Since data availability is very limited in developing countries (particularly in informal sectors), the use of AI for service delivery to beneficiaries has only been applied on very few occasions and solely on a pilot basis. Our experiment, entitled AI Training Data for Agriculture tries to close this gap by showcasing the applicability of AI-driven delivery in the Global South. In it, we work to address the following question: How might we use GIZ project data to train an AI-based crop information system that helps to increase smallholder farm output?

The following Key Performance Indicators are important for AI-driven classification and prediction:

  • Crop system identification.
  • Crop area, planting density, and yield.
  • Crop condition and stresses (both biotic and abiotic).
  • Crop traits (i.e. soil, fertilization) under certain climatic and agronomic conditions.

The Data Lab explored and assessed existing agricultural GIZ-projects across the globe and chose to run its first pilot with data from the Competitive Cashew Initiative (ComCashew). ComCashew works along the cashew value chains in six countries within Sub-Saharan Africa (mainly Western regions), cooperating with approximately 170 private and public partners to reach more than 600.000 farmers so far. For measuring success, the project follows sophisticated monitoring and evaluation practices based on rich and comprehensive farmer survey data, including GPS-based field measurements.

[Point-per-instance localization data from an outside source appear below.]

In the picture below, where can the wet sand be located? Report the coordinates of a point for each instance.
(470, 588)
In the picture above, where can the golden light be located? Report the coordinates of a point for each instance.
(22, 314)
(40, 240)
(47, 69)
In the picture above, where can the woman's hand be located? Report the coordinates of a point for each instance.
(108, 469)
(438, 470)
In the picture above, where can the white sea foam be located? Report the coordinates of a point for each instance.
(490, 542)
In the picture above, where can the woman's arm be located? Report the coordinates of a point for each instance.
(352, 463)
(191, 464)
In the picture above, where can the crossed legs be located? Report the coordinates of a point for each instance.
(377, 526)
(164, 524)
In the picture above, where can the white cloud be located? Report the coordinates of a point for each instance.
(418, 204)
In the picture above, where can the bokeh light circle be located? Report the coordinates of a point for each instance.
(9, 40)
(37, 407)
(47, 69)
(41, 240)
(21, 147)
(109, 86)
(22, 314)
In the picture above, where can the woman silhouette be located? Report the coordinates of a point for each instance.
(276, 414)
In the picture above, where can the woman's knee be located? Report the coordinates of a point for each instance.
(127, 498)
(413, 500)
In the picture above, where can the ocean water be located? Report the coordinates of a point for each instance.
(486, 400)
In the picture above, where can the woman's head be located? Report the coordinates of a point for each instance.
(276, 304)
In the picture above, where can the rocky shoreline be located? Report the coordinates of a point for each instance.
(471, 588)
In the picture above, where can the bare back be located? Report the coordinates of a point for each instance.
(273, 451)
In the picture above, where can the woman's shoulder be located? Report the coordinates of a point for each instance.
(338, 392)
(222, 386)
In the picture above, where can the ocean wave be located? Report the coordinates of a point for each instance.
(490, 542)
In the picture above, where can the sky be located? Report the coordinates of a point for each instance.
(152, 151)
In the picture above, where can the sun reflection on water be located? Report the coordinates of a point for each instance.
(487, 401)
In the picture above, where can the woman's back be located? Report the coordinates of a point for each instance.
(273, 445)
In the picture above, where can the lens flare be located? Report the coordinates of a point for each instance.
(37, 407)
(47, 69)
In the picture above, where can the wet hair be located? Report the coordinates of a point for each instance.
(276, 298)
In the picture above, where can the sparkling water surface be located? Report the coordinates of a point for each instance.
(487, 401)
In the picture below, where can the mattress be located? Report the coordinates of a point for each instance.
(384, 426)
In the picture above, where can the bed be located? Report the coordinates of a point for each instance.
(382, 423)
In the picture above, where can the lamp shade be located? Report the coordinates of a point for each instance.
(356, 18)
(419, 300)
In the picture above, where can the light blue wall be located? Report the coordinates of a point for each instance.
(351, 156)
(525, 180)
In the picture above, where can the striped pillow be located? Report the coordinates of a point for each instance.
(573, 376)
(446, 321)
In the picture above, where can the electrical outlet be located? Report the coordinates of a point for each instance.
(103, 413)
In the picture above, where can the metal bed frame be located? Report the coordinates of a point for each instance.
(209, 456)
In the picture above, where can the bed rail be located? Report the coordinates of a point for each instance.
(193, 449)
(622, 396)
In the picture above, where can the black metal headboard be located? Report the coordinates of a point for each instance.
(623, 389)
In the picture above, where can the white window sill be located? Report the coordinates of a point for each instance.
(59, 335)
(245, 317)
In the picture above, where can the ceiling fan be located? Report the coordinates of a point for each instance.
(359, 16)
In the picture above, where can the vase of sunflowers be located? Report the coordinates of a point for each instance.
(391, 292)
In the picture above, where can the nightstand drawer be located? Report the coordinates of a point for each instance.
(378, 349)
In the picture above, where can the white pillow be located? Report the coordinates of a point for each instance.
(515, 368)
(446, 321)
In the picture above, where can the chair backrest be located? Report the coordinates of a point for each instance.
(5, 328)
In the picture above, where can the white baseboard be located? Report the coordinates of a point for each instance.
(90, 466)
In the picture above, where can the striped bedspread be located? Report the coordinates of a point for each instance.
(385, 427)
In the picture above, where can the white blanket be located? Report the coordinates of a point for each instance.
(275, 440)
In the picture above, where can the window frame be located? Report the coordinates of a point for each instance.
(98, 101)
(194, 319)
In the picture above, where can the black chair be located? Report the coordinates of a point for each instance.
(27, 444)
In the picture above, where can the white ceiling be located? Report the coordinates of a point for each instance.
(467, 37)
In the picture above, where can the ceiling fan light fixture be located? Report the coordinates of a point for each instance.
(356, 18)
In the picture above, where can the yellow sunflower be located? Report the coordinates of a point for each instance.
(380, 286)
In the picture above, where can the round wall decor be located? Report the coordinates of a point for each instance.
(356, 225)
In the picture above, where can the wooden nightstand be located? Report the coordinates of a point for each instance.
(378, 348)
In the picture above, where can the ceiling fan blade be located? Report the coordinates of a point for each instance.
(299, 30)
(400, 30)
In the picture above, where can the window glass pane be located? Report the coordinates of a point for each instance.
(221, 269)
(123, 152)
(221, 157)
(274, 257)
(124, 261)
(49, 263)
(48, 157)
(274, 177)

Key Findings and future applications

In cooperation with  Dalberg Data Insights' project data from Burkina Faso (in which their team attempted to “train” a machine to make qualitative classifications such as crop type maps, along with quantitative forecasts like yield maps), ComCashew’s “ground data” provided information on both a cashew plantation’s geo-location and yield. The data aimed to answer the question: How much cashews are harvested at specific points in time, and on which plantation area?

Correlating this data with information from the European Space Agency, the algorithm “learned” how to differentiate between cashew and non-cashew areas just by “looking” at the satellite images. This application showcases how development cooperation projects may unlock a “hidden data treasure” by designing their data collection procedures in compliance with AI training data requirements - a finding with great potential for supporting future data-based projects in the agricultural development sector.

AI Training Data 2 v2

The experiment proves that, based on field survey data from GIZ, it is possible to produce accurate, large-scale crop maps while estimating corresponding yields. We regard this as early evidence in favor of our hypothesis: that the ground data GIZ is collecting carries an untapped potential for AI applications. The latter will have a great impact on how future solutions can effectively address development problems. For instance, AI applications may be used as an early warning system for crop failure and food crisis, giving governments and aid agencies more time to respond. However, the fruits of such applications can only benefit the rural poor appropriately if reliable and unbiased training data for such settings is made openly available.

Ultimately, the most important outcomes from our experiment are:

  • Increased awareness about the value of such data.
  • Evidence promoting a forward-looking data strategy and collection method.
  • An evidenced need for establishing governance that enables us to make the most of our data, as a company but also as a player in the international cooperation community.

As of today, one of the greatest GIZ training data “treasures” consists of clear historical data. The remaining (and probably much bigger) bounty would be the adoption of a corresponding data governance design - one which encourages the necessary adjustments in project data collection procedures. When streamlined globally and made widely available, the GIZ “training data treasure” is set to become a valuable “open data” treasure.